Abdul-Mahdi came under criticism for not selecting one person from the 15,000 online applicants he said he would consider and picked familiar political faces instead.

The objections to the rejected eight candidates were over allegations they were corrupt or supported the regime of former Iraqi President Saddam Hussein. However, observers said the charges were mainly politically motivated.

“Abdul-Mahdi came under tremendous pressure from party leaders… He submitted to the moods of parties by nominating partisan ministers,” Huda Sajjad, a member of outgoing Prime Minister Haider al-Abadi’s Victory list, told Reuters.

Abdul-Mahdi named Fuad Hussein finance minister. Hussein was a candidate for Iraq’s presidency, supported by Masoud Barzani, leader of the Kurdistan Democratic Party (KDP). He lost that race to Barham Salih from the rival Kurdish party, the Patriotic Union of Kurdistan (PUK).

Observers said because the PUK secured the presidency, it was expected that the KDP, which has more lawmakers, would be awarded a key post, such as finance minister.

On Twitter, al-Sadr called on members of parliament not to vote for candidates thought to be partisan or sectarian. It was understood to be a reference to, among others, Faleh al-Fayad, a pro-Iran militia commander, named interior minister.

On August 30, Abadi dismissed Fayad as leader of the Popular Mobilisation Forces and head of the National Security Council because his involvement in politics breaches the Iraqi Constitution, which calls for the political “neutrality of the security and intelligence services.”

Iraq’s Administrative Court on October 15 froze Abadi’s order, citing fears of leaving a security gap before his responsibilities could be transferred to a new leader.

Fayad’s supporters said that he should be rewarded with the post of interior minister.

“Rejecting Faleh al-Fayad as interior minister was not justified.

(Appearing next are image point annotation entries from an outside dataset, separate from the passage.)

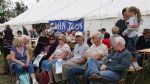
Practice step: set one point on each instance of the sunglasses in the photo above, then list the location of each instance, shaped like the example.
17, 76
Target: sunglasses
51, 39
93, 37
59, 39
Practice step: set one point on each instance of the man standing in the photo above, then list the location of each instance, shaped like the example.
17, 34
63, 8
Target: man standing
97, 51
121, 23
113, 67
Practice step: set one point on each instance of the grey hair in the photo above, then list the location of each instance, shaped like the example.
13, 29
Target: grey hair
25, 36
98, 35
120, 40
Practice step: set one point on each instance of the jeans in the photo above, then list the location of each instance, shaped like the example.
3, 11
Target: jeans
19, 69
72, 72
47, 65
131, 46
93, 68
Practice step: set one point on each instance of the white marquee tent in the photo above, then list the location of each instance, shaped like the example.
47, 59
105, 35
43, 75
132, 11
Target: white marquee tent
97, 13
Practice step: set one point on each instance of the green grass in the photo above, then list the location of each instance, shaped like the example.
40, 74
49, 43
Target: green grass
5, 79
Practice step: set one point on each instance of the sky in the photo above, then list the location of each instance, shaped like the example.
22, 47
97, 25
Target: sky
29, 3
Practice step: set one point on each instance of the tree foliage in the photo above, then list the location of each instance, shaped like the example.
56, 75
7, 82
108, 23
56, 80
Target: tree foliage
8, 9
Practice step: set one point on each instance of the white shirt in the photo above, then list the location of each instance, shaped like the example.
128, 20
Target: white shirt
102, 49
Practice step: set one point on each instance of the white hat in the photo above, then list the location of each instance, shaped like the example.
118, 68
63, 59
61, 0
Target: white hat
78, 33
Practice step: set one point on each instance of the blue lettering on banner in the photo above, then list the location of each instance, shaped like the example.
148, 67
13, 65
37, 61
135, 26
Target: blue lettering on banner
66, 25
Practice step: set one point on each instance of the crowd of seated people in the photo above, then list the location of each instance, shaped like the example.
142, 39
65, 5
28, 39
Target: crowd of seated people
93, 62
101, 57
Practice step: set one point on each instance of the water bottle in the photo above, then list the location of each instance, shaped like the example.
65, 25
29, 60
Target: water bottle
58, 66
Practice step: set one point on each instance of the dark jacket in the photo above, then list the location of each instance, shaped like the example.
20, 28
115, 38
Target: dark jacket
118, 61
142, 43
121, 24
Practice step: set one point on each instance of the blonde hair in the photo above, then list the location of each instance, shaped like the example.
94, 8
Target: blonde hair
63, 38
18, 42
136, 11
115, 30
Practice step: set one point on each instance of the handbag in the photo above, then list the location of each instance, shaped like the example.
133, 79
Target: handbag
37, 60
24, 78
44, 77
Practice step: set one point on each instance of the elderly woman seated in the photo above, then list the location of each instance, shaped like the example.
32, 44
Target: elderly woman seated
62, 51
20, 56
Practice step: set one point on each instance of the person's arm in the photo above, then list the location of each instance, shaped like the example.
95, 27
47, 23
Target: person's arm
51, 57
63, 55
81, 61
28, 58
12, 55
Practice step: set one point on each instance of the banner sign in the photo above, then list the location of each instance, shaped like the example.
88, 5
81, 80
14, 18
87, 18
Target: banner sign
66, 25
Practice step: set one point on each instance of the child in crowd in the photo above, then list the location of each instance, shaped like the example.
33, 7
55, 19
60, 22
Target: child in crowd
132, 31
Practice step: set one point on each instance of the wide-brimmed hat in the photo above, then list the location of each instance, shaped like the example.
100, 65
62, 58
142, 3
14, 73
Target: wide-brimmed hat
146, 31
78, 33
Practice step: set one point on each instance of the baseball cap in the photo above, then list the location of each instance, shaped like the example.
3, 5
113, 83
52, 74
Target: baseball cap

He led the Popular Mobilisation Forces in defeating Daesh (the Islamic State) and this is the least reward he should get,” an MP affiliated with the Asaib Ahl al-Haq militia told Reuters. “In return we objected to [al-Sadr’s] candidates.”

Abdul-Mahdi will likely face challenges in maintaining a balance with the United States and Iran, especially as Washington’s sanctions against Tehran take effect on November 4.

The United States welcomed both the nomination of Abdul-Mahdi as prime minister and his formation of government but the new Iraqi leader may not be willing to accommodate Washington fully when it comes to Iran.

“Iraq is not part of the sanctions system… We want to secure Iraq from any interference in issues, affairs of other countries, whether it’s a neighbouring country or it’s any other country in the world,” Abdul-Mahdi said.

In a move signalling an attempt to move the government away from the fortified Green Zone and closer to the people, Abdul-Mahdi had his first news conference in a rehabilitated government compound near the Baghdad city centre.

“All of Iraq should be a Green Zone. Security and beauty should be everywhere in Iraq. Officials must share everything with citizens, the good and the bad. We should share everything with our people,” said Abdul-Mahdi.

Providing security and basic services, along with fighting corruption, is among the main demands of Iraqis generally and more specifically protesters who have rocked the city of Basra since July.